Gauweiler plant CSU-Bündnis mit Freien Wählern gegen linke Dominanz
Peter Gauweiler, ehemaliger stellvertretender Vorsitzender der CSU und langjähriges Bundestagsmitglied, hat eine strategische Allianz zwischen seiner Partei und den Freien Wählern vorgeschlagen. Sein Ziel ist es, die bürgerlich-konservativen Kräfte vor der nächsten Bundestagswahl zu vereinen. Gauweiler ist überzeugt, dass eine solche Partnerschaft das politische Gewicht von den derzeit dominierenden linksgerichteten Koalitionen in der deutschen Politik wegverlagern könnte.
Gauweiler regte an, dass die Freien Wähler bei der Bundestagswahl unter einem gemeinsamen Banner antreten: Bündnis Freie Wähler/CSU. Dies würde den Wählern seiner Meinung nach eine klare Alternative zur aktuellen linksgerichteten Regierung bieten.

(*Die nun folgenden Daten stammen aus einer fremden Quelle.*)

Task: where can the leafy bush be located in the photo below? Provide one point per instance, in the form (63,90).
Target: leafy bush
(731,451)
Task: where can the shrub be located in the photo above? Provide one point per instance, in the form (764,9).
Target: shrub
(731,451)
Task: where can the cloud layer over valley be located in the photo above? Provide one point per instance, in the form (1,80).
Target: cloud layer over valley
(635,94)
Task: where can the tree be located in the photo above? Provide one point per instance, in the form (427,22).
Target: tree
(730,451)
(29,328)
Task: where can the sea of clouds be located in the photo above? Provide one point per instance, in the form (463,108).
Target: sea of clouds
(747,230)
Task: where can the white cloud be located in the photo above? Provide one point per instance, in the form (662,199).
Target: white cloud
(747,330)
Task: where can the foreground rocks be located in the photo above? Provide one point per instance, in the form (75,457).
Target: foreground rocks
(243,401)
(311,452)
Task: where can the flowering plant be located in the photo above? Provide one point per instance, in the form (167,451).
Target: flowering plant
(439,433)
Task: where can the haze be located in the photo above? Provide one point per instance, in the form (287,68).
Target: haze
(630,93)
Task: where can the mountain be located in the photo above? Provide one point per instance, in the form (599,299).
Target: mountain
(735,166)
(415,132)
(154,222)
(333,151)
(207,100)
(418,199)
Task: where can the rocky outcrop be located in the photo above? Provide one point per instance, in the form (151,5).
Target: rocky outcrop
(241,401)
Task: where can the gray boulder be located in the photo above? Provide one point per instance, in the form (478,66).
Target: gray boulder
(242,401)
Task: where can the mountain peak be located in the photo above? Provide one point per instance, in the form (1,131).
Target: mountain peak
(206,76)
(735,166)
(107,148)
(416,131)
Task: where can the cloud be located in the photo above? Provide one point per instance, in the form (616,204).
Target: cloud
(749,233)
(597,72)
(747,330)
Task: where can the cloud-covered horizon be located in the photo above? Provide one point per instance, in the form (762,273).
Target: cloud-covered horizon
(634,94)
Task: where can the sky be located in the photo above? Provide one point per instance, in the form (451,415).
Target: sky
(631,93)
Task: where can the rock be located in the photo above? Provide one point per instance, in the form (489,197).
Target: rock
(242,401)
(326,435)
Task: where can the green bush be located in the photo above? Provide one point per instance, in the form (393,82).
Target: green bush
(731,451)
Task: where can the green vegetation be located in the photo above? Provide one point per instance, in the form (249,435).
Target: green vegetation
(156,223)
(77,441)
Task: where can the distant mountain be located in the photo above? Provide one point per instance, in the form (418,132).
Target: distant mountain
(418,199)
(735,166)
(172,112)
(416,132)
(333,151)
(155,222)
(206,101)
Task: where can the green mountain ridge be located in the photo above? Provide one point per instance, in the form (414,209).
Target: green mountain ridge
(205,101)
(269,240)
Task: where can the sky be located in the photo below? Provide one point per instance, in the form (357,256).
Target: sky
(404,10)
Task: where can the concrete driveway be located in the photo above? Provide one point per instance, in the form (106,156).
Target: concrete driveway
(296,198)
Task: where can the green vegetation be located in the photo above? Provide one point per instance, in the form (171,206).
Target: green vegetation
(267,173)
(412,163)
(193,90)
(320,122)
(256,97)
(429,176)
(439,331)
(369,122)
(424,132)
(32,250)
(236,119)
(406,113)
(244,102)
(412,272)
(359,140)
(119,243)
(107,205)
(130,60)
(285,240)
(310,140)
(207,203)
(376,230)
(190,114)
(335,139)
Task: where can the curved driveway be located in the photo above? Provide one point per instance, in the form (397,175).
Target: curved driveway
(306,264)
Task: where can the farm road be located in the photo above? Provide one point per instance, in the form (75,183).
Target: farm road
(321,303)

Ein bundesweites Bündnis könnte seiner Einschätzung nach den Erfolg wiederholen, den die CSU in Bayern durch die Zusammenarbeit mit den Freien Wählern erzielt hat – dort wurde die Regierungsbeteiligung der Grünen verhindert.
Er räumte ein, dass der Vorsitzende der Freien Wähler, Hubert Aiwanger, das Profil der Partei geschärft habe, es der Partei jedoch bisher nicht gelungen sei, über Bayern hinaus an Einfluss zu gewinnen. Um dies zu ändern, schlug Gauweiler vor, dass die Freien Wähler die Auswahl der Kandidaten in Wahlkreisen und Kommunen außerhalb ihres traditionellen Stammlandes übernehmen. Dies würde ihre Attraktivität steigern, ohne die lokale Verankerung zu schwächen.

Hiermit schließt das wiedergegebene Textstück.